For the expression $\sqrt{\frac{x}{y}}$ to be rational, is it necessary for both to be squares?

Question

QUESTION: Let $x,y$ be positive integers such that the expression $\sqrt{\frac{x}{y}}$ is rational. Is it necessary that $x$ and $y$ have to be perfect squares?

So I've tried some numbers and the fraction is rational only when they are both perfect squares. Is there some kind of rule, law, or is there a proof that is needed?

Answer 1

If they are relatively prime, they have to be perfect squares--but not if they have a common factor! For example, $\sqrt{\frac{8}{2}}$ is rational.

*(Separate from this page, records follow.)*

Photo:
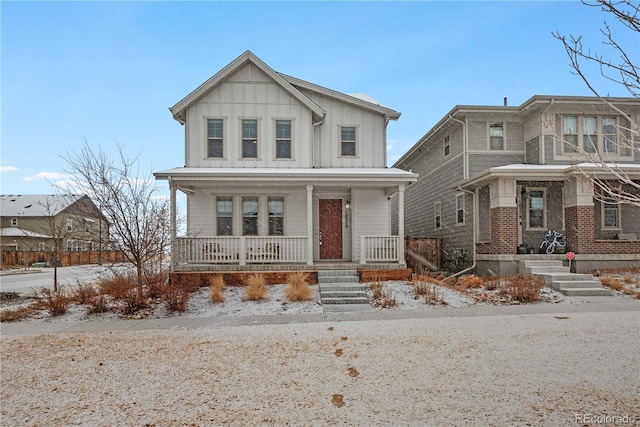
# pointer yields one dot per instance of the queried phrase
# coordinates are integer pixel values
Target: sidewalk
(585, 305)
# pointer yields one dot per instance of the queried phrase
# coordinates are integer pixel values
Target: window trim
(276, 139)
(342, 141)
(528, 208)
(458, 209)
(208, 138)
(603, 225)
(503, 136)
(242, 138)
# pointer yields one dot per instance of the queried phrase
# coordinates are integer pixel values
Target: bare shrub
(469, 282)
(256, 287)
(521, 288)
(55, 302)
(83, 293)
(298, 288)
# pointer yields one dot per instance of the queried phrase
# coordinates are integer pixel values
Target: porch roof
(293, 175)
(553, 172)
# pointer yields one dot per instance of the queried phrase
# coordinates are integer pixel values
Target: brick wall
(504, 232)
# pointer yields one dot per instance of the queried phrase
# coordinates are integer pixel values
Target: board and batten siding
(371, 215)
(248, 94)
(370, 135)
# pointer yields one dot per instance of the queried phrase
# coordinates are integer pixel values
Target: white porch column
(309, 224)
(401, 224)
(172, 230)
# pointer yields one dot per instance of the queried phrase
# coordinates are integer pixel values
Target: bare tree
(609, 179)
(129, 199)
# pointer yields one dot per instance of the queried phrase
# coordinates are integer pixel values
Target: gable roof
(36, 205)
(180, 108)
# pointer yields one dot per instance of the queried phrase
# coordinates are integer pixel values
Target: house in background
(281, 173)
(493, 179)
(37, 223)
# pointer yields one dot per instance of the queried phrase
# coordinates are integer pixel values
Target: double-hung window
(589, 135)
(215, 138)
(250, 139)
(224, 216)
(283, 139)
(536, 208)
(460, 209)
(496, 136)
(610, 214)
(276, 216)
(609, 133)
(348, 141)
(249, 216)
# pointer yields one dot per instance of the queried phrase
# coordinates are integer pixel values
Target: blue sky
(108, 71)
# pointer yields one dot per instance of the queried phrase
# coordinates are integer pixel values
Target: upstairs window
(496, 136)
(215, 138)
(283, 139)
(224, 216)
(610, 135)
(250, 139)
(460, 209)
(276, 216)
(610, 214)
(249, 216)
(348, 141)
(589, 137)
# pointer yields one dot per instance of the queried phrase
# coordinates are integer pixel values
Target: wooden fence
(423, 254)
(27, 258)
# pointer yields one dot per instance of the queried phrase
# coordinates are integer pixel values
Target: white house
(279, 170)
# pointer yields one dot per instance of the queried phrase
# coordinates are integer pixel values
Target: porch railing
(240, 250)
(379, 249)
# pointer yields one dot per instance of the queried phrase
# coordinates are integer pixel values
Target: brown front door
(330, 219)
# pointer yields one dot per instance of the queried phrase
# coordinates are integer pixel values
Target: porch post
(172, 230)
(309, 224)
(401, 224)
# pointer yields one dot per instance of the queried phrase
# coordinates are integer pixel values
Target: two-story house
(494, 179)
(278, 170)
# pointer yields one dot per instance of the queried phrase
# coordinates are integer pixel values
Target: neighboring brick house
(35, 222)
(281, 171)
(493, 179)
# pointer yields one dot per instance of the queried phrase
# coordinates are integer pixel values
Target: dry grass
(256, 287)
(298, 288)
(216, 286)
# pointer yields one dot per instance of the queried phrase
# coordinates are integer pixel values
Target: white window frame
(278, 139)
(603, 204)
(243, 138)
(460, 196)
(215, 138)
(528, 190)
(342, 141)
(503, 136)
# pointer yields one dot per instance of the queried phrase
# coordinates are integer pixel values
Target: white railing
(241, 250)
(379, 249)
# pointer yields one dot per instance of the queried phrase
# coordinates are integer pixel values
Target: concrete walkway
(582, 305)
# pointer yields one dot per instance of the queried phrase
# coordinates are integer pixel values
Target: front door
(330, 223)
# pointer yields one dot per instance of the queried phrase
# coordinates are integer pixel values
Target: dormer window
(250, 139)
(347, 140)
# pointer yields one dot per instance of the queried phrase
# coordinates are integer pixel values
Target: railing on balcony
(241, 250)
(379, 249)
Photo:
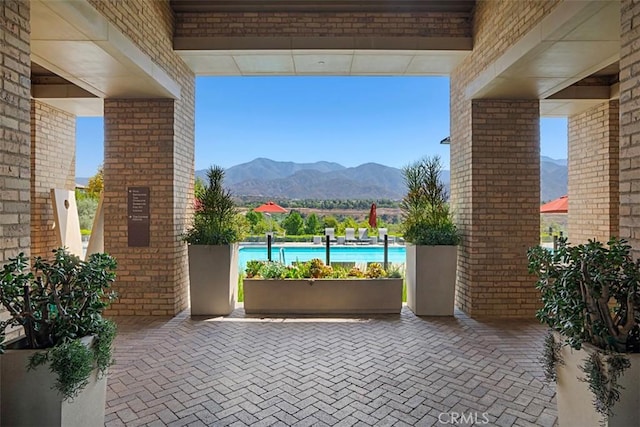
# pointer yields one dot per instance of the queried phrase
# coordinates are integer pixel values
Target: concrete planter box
(29, 399)
(575, 407)
(322, 296)
(213, 279)
(431, 279)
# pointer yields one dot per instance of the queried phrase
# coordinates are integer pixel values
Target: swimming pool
(288, 254)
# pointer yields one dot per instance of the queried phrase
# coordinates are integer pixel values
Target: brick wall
(324, 24)
(15, 97)
(15, 69)
(139, 152)
(629, 125)
(497, 25)
(149, 24)
(53, 165)
(504, 208)
(593, 174)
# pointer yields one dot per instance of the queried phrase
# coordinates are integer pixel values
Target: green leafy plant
(590, 295)
(216, 219)
(375, 271)
(426, 216)
(57, 303)
(313, 269)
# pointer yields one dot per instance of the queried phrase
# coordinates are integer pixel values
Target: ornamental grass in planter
(315, 288)
(432, 239)
(213, 249)
(59, 305)
(591, 301)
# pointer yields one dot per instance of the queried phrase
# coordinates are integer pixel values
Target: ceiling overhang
(574, 41)
(73, 40)
(322, 5)
(322, 62)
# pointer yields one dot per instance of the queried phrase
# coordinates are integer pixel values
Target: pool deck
(399, 370)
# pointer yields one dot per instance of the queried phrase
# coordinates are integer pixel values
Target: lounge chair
(349, 235)
(330, 233)
(381, 233)
(363, 236)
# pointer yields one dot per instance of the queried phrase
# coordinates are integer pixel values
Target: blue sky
(348, 120)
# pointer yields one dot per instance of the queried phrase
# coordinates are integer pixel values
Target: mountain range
(326, 180)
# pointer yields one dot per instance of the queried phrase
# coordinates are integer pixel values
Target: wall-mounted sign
(138, 216)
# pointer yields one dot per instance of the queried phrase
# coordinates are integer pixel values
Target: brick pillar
(144, 148)
(593, 174)
(15, 72)
(499, 200)
(53, 165)
(629, 124)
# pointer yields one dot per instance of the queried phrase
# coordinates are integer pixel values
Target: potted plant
(315, 288)
(56, 373)
(432, 240)
(213, 249)
(591, 301)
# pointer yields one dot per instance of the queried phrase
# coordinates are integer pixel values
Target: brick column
(53, 165)
(629, 125)
(144, 148)
(15, 71)
(593, 174)
(499, 200)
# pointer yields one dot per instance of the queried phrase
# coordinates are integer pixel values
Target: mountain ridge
(268, 178)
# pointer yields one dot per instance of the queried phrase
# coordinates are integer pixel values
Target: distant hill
(327, 180)
(554, 178)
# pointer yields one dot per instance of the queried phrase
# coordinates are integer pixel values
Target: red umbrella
(270, 207)
(373, 220)
(559, 205)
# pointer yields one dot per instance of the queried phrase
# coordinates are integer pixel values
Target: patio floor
(398, 370)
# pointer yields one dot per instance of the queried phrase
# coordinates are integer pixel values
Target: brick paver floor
(397, 370)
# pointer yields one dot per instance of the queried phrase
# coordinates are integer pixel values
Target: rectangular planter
(213, 279)
(575, 407)
(431, 279)
(29, 399)
(322, 296)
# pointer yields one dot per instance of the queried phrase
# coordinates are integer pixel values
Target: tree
(330, 221)
(96, 183)
(293, 224)
(313, 224)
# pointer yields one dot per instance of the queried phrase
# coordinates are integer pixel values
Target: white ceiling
(322, 62)
(73, 40)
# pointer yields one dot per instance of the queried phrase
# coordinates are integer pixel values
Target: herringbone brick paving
(397, 370)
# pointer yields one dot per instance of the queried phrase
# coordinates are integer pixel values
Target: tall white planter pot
(431, 279)
(213, 276)
(575, 400)
(29, 399)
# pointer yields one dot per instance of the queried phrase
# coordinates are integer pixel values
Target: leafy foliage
(590, 295)
(293, 224)
(312, 224)
(313, 269)
(57, 303)
(550, 357)
(579, 284)
(425, 212)
(216, 220)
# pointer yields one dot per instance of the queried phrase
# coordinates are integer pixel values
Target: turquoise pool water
(305, 253)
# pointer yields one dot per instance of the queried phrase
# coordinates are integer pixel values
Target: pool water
(289, 254)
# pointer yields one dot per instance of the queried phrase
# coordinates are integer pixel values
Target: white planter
(322, 296)
(575, 400)
(431, 279)
(213, 279)
(29, 399)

To see that they need to be perfect squares if they are relatively prime, keep in mind that each positive rational can be uniquely factored into primes where some of the powers are negative and no prime is repeated. And when the numerator and denominator have no common factor, they are simply the products of the primes appearing with positive and negative exponents, respectively.

Answer 2

No. Let $x=8,y=2$ for example. You need to divide out the odd powers, but both $x$ and $y$ can have them.

Answer 3

I'm going to assume you are assuming $x$ and $y$ are relatively prime. Otherwise $x = km^2; y =km^2$ is an obvious counterexample.

Yes, If $\sqrt {\frac xy} = \frac mn$ then $\frac {m^2}{n^2} = \frac xy$. As $m$ and $n$ are relatively prime and $x$ and $y$ are relatively prime then $m^2 = x$ and $n^2 = y$.

Answer 4

$p/q=\sqrt{x/y}$. $x,y,p,q, \in \mathbb{Z^+}$,

$p^2=q^2×(x/y)$, implies $x/y$ must be a square .

1)Example: $x/y=2^2$, or $x=4y$.

2)Example: $x/y=3^2$, or $x=9y$.